September 1, 2014

Lionel F. Jaffe

Dr. Lionel F. Jaffe, 83, of Falmouth, a senior scientist at the Marine Biological Laboratory (MBL) in Woods Hole since 1982, died April 27 after a brief illness.

Dr. Jaffe made major contributions to cell and developmental biology, including his 1978 discovery that, during fertilization, the sperm initiates a wave of calcium that travels across the egg and initiates embryonic development. Dr. Jaffe studied the role of calcium waves in many kinds of biological processes, research that he continued until the time of his death.

Dr. Jaffe also co-invented the vibrating probe, a pioneering device that allowed scientists to study the electrical currents in and around cells and tissues non-invasively, and with great sensitivity. The vibrating probe, which Dr. Jaffe and Dr. Richard Nuccitelli introduced in 1974, initiated new areas of research into the role of electrical currents in the growth and development of cells and tissues, and how modifying those currents can be applied in medical fields such as wound healing, nerve and tissue regeneration, and cancer therapy.

Dr. Jaffe directed the National Vibrating Probe Facility at the MBL from 1982 to 1994. This facility was a national resource for scientists who visited the MBL to learn Dr. Jaffe’s technology and adopt it for a wide range of biomedical research initiatives. Dr. Jaffe was a frequent lecturer at the MBL, especially in the Physiology and Embryology courses, and in 1991 he delivered a Friday Evening Lecture, “Calcium Oscillations, Waves, and Gradients.”

Prior to coming to the MBL, Dr. Jaffe was a professor of biology at Purdue University in West Lafayette, Indiana, from 1967 to 1984. Many of the graduate students and postdoctoral fellows from his Purdue laboratory have gone on to have successful careers in science.

Born in 1927 in Brooklyn, New York, Dr. Jaffe’s parents were high school teachers, and his father, Bernard, was a well-known author of chemistry textbooks and biographies of scientists. When Dr.

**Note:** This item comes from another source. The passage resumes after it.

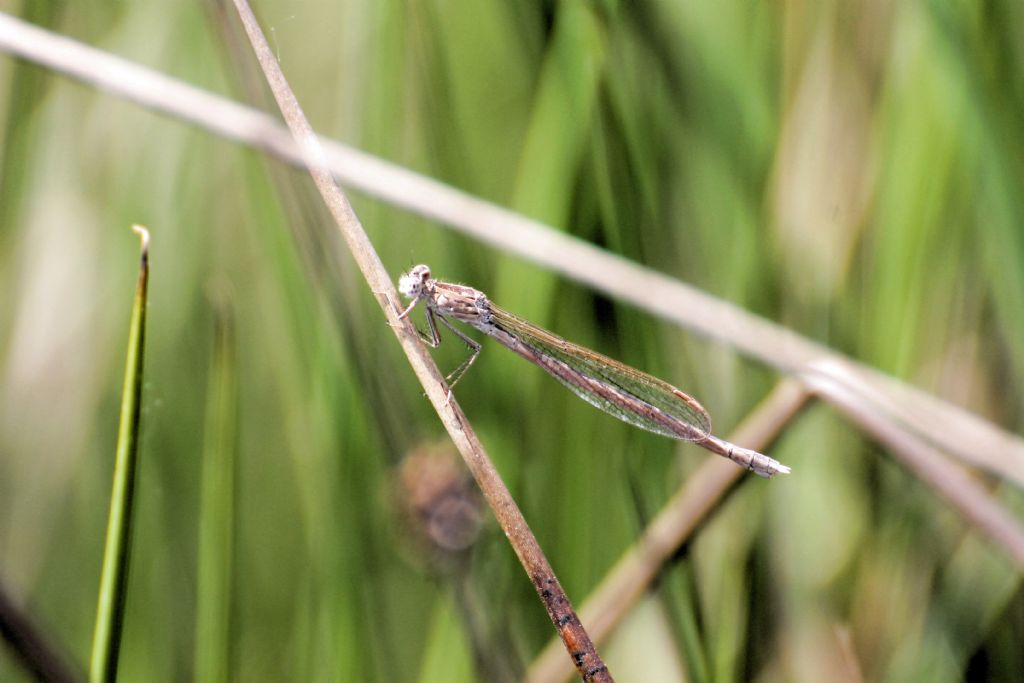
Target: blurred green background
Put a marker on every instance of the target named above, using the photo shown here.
(850, 170)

Jaffe was a high school senior, he won third place in the Westinghouse Science Talent Search, a nationwide competition, for his study of soap bubbles.

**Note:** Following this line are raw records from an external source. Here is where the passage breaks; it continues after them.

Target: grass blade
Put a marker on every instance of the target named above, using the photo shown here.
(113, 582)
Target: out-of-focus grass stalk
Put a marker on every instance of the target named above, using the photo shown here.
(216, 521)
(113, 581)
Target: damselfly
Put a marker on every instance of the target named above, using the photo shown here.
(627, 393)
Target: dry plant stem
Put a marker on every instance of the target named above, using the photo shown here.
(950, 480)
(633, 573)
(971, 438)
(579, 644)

Dr. Jaffe graduated from Harvard College in 1948 with a degree in biochemical sciences. He received his Ph.D. in developmental physiology at California Institute of Technology with Dr. Albert Tyler and Dr. Frits Went. Dr. Jaffe subsequently held academic research positions at Hopkins Marine Station in Pacific Grove, Calif., Scripps Institution of Oceanography, Brandeis University and the University of Pennsylvania.

Dr. Jaffe is survived by his loving children, Dr. Laurinda A. Jaffe and her partner Dr. Mark Terasaki of West Hartford, Conn., Amanda Jaffe of Las Cruces, New Mexico, and Dr. David Jaffe and his wife Emily Ranken of Arlington, Mass.; and four grandchildren, Paul and Lucas Jaffe and Ben and Will Boecklen. He was predeceased by his wife of 60 years, Dr. Miriam (Walther) Jaffe, in 2009. Miriam Jaffe was a professor of astronomy at Purdue University prior to the couple’s move to Falmouth.

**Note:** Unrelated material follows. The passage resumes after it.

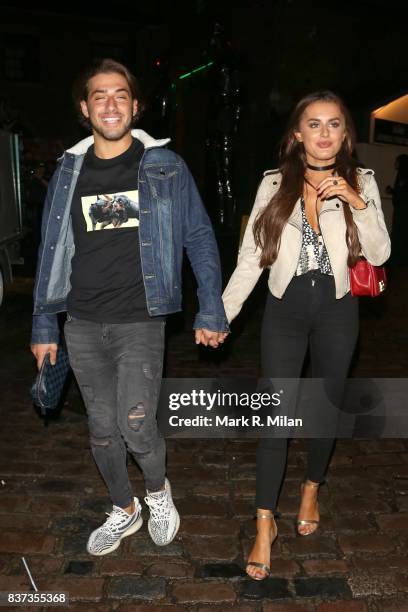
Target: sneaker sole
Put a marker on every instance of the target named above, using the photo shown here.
(135, 527)
(172, 537)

Dr. Jaffe’s daughter, Laurinda, a professor of cell biology at the University of Connecticut Health Center who has been on the faculty of MBL courses since the early 1980s, recalls that her father “was very focused on his science. He was fully involved with it right to the end.” He also read widely and enjoyed politics, travel, restaurants, museums, and painted as a hobby. Dr. Jaffe’s second daughter, Amanda, is a ceramic artist and professor of art at New Mexico State University. His son, David, is director of computational research and development in the Genome Sequencing and Analysis Program at the Broad Institute in Cambridge, Mass.

A burial service will be held at 4 PM on Sunday, May 29, at the Church of the Messiah, Woods Hole.

A scientific symposium in honor of Dr. Jaffe is being planned.

In lieu of flowers, contributions may be made to the Marine Biological Laboratory, c/o Development Office, 7 MBL Street, Woods Hole, MA 02543.